Research Article
Journal of Exposure Science and Environmental Epidemiology (2006) 16, 49–55. doi:10.1038/sj.jea.7500436; published online 29 June 2005
An investigation of the association between traffic exposure and the diagnosis of asthma in children
Mary Ellen Gordiana, Sebastien Haneuseb and Jonathan Wakefieldc
- aInstitute for Circumpolar Health Studies, University of Alaska Anchorage, 3211 Providence Drive Diplomacy 404, Anchorage, Alaska, USA
- bDepartment of Biostatistics, Vanderbilt University, Nashville, Tennessee, USA
- cDepartment of Biostatistics, University of Washington, Seattle, Washington, USA
Correspondence: ME Gordian, Institute for Circumpolar Health Studies, University of Alaska Anchorage, 3211 Providence Drive Diplomacy 404, Anchorage, AK 99508, USA. Tel.: +1-907-786-6569; Fax: +1-907-786-6576; E-mail: anmeg1@uaa.alaska.edu
Received 18 January 2005; Accepted 8 March 2005; Published online 29 June 2005.
Abstract
This study investigated whether proximity to traffic at residence location is associated with being diagnosed with asthma as a young child. A survey of parents of children (aged 5–7) in kindergarten and first-grade in 13 schools was completed in Anchorage, Alaska, and Geographical Information System (GIS) mapping was used to obtain an exposure measure based on traffic density within 100 m of the cross streets closest to the child's residence.
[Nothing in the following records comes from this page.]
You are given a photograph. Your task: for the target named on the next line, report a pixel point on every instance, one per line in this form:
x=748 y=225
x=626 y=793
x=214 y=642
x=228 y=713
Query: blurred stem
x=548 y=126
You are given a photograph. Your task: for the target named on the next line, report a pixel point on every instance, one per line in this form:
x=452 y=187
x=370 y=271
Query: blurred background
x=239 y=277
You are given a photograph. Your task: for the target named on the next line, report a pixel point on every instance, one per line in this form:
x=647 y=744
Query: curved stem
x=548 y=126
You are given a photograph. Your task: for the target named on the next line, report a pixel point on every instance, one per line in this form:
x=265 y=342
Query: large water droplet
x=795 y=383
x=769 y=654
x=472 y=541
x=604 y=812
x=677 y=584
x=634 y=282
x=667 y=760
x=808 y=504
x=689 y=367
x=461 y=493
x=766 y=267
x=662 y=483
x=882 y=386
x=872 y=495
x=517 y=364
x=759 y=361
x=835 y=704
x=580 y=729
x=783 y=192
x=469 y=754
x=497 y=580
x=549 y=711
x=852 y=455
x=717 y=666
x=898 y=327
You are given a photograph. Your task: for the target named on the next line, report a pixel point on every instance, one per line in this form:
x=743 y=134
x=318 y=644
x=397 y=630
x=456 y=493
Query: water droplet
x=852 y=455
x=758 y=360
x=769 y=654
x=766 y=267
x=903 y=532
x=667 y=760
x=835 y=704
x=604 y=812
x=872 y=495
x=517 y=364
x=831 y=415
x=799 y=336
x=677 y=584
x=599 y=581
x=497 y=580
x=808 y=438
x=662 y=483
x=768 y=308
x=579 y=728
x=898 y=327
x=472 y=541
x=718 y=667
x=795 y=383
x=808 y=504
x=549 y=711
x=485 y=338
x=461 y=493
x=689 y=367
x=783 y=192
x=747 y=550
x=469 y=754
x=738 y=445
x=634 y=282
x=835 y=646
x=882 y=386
Using the range of observed exposure values, a score of low, medium or high traffic exposure was assigned to each child. After controlling for individual level confounders, relative to the low referent group, relative risks (95% confidence intervals) of 1.40 (0.77, 2.55) and 2.83 (1.23,6.51) were obtained in the medium and high exposure groups, respectively. For the null hypothesis of no difference in risk, a significance level of 0.056 was obtained, which suggests that further investigation would be worthwhile. Children without a family history of asthma were more likely to have an asthma diagnosis if they resided in a high traffic area than children who had one or more parents with asthma. The relative risk for children without a family history of asthma is 2.43 (1.12, 5.28) for medium exposure and 5.43 (2.08, 13.74) for high exposure. For children with a family history of asthma, the relative risk is 0.66 (0.25, 1.74) for medium exposure and 0.67 (0.12, 3.69) for high exposure. The P-value for the overall "exposure-effect" (i.e. both main effects AND interaction terms) is 0.0097.
Keywords:
asthma, PM10, traffic, children, air pollution, GIS
Abbreviations:
PM10, particulate matter less than 10
m in aerodynamic diameter; PM2.5, particulate matter less than 2.5
m in aerodynamic diameter; vm, vehicle meters (vehicles per day multiplied by meters of roadway within the buffer)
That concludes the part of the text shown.